Why cities aren't covered in empty cans of coconut water - ValentineC
http://www.huffingtonpost.com/tommy-campbell/why-cities-arent-covered-in-empty-cans-of-coconut-water_b_7950962.html

======
yellowapple
> My solution was extremely complicated, yet effective, and I will try my best
> to summarise it for you: Ask them to use smaller garbage bags.

Which means more frequent trips to the dumpster. Might not be a problem for
short people, but might _very well_ be a problem for elderly or disabled
people.

The better solution here would not to have such tall dumpsters if
possible/feasible. Not all dumpsters are garguantuan, after all. Maybe you'll
need more of them, but I'm sure that's a worthwhile tradeoff.

> Since the overwhelming amount of litter is junk food in one form or another
> [...] Dumb people throw away dumb litter.

While being fully aware that people (like me) who eat fast food instead of
buying organic free-range GMO-free gluten-free kale/quinoa/tofu salads at
Whole Foods for quadruple the money might be just doing it because we're dumb,
does the author at all suspect that maybe - just maybe - people eat junk food
because they can't afford yuppie Whole Foods stuff?
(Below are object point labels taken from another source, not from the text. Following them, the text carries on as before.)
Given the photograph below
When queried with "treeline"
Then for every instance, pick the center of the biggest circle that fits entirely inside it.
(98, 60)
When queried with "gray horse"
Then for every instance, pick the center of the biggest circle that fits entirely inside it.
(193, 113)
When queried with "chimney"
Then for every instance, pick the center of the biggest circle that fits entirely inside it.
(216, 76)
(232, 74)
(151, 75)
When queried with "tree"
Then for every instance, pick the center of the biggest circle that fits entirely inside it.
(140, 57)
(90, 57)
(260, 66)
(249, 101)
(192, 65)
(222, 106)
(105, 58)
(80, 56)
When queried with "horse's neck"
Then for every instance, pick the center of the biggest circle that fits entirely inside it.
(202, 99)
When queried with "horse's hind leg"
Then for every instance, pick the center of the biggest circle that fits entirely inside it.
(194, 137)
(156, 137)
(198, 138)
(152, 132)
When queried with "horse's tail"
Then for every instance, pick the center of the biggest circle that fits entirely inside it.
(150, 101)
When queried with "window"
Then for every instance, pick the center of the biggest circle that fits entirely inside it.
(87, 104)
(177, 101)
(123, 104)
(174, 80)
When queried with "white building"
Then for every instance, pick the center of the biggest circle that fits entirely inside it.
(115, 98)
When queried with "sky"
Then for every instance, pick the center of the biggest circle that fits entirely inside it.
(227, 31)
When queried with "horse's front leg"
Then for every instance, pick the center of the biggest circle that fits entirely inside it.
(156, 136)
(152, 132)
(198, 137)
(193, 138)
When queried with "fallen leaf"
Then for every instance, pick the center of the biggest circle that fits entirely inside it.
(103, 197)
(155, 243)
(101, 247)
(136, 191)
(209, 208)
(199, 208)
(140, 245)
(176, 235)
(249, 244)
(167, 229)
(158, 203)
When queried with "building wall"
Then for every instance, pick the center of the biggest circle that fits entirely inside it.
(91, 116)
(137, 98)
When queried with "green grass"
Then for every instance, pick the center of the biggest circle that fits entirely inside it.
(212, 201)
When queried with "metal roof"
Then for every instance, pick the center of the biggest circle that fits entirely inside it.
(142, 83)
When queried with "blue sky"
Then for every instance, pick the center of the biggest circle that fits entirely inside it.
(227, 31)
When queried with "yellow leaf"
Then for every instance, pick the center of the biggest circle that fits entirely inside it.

Not to say that the littering is excusable. My objection is solely to the
characterization of people who eat junk food as "dumb", or that they
necessarily have a choice in the matter, rather that recognizing that poor
people aren't fictional creatures and that not everyone has the luxury of a
Whole Foods or Trader Joe's or whatever newfangled healthy yuppie organic
store is in vogue right now. That bit came across as ridiculously elitist,
whether or not the author meant it to be.